Lo stand era pronto da un’ora.
Legno vero, niente laminato.
Oggetti fatti a mano, niente taglio laser, niente produzione in serie.

Mi ero appena seduto un secondo quando è arrivato lui.
Giacca troppo stretta per la sua sicurezza, occhiali da sole messi sulla testa come se si aspettasse il flash da un momento all’altro.
Ha dato un’occhiata veloce ai pezzi, ma con lo sguardo di uno che già sa tutto.
Non stava guardando davvero.
Stava giudicando con l’intenzione di sminuire.

Ha preso in mano una delle mie lampade in legno curvato.
L’ha rigirata, ha battuto due dita sul corpo, poi ha detto ad alta voce:

“Bello eh, ma con una CNC e un po’ di pazienza, si fa facile.”

Io ho fatto un mezzo sorriso.
Quel tipo di sorriso che si fa quando sei stanco ma non hai voglia di litigare.
Quello che dice: “Ok, vai avanti, che ti ascolto”.

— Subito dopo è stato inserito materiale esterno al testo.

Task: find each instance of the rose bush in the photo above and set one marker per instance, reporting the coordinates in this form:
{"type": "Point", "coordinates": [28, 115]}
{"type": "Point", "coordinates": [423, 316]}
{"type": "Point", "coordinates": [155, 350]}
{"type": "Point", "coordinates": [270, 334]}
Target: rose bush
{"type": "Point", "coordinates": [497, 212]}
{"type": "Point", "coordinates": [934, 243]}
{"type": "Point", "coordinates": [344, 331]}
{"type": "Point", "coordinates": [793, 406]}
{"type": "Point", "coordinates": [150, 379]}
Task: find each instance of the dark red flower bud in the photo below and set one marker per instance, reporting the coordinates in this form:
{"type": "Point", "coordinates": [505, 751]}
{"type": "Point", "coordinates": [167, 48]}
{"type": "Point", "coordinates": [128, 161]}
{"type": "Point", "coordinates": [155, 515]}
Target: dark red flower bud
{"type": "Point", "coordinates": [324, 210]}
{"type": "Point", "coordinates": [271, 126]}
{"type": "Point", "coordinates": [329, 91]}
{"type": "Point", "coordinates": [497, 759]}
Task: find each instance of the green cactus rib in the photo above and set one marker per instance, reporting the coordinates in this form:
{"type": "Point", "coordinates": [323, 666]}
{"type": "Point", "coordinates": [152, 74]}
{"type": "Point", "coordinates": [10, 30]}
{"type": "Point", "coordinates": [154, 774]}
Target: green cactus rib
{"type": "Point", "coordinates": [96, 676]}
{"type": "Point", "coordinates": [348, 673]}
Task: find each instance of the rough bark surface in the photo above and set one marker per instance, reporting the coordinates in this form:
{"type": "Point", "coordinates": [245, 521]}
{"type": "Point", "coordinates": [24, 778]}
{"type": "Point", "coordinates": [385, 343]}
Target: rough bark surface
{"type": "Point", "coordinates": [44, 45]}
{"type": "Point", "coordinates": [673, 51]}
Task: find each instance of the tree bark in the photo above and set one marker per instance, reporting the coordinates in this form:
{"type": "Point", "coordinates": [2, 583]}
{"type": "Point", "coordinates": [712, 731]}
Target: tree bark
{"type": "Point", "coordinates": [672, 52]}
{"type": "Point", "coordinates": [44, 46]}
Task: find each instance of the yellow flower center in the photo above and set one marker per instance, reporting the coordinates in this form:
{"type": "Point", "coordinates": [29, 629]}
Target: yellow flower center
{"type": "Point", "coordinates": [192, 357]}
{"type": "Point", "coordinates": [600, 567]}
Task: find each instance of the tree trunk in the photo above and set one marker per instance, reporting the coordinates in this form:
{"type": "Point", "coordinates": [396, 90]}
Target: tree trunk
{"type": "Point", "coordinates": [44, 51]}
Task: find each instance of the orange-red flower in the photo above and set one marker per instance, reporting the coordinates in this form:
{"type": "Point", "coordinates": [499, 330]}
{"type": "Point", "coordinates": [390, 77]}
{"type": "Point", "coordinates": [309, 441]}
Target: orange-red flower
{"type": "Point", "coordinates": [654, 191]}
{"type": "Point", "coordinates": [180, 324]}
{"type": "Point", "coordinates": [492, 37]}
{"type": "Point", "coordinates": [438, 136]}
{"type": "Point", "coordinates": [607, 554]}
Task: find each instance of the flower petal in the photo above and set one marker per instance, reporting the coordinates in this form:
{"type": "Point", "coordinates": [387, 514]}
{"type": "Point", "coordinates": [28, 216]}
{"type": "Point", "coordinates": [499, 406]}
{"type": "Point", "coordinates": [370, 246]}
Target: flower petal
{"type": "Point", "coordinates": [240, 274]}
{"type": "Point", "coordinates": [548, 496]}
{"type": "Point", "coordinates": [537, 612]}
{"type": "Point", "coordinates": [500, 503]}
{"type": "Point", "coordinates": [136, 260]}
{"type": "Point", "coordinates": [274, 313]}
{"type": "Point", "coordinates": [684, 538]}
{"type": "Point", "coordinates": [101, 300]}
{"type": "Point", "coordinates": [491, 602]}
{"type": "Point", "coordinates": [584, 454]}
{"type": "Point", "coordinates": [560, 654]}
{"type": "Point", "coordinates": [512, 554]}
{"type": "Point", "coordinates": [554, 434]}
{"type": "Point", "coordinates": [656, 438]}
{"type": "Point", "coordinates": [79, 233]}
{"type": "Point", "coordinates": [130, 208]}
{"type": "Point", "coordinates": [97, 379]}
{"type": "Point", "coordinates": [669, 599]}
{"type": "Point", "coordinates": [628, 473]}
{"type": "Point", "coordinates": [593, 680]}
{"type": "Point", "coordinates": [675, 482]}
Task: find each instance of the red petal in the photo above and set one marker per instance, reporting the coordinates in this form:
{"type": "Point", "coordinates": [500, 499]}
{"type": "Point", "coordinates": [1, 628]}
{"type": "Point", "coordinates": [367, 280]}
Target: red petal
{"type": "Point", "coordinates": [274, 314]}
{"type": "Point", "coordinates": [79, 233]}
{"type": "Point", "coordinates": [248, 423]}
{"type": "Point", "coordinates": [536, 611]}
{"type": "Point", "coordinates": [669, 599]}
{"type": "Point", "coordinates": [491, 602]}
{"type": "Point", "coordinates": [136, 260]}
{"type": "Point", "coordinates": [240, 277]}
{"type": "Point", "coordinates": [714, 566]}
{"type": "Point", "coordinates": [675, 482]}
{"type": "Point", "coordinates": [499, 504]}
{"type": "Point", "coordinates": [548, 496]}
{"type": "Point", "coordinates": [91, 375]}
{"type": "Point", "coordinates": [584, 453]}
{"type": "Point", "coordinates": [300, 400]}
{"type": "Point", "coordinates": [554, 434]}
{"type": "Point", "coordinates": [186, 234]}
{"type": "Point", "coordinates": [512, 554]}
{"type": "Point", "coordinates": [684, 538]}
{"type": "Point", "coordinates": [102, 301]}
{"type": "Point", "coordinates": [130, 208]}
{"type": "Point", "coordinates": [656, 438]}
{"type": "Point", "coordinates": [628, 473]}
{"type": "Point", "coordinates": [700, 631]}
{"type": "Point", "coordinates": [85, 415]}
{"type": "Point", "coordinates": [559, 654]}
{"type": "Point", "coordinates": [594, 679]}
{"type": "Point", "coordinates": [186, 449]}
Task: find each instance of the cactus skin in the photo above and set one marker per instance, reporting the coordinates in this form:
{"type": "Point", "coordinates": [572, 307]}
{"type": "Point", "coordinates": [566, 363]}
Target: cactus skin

Lui ha continuato, si è pavoneggiato con qualche frase su “garage attrezzato”, “esperimenti suoi”, e “mancanza di tempo ma tanto se mi ci metto…”.

Poi, proprio mentre stava per andarsene con il solito colpetto alla giacca, gli ho detto con calma:

“Se ti interessa, ho caricato la costruzione di quella lampada lì.
Fatta a mano. Interamente. C’è tutto il processo.”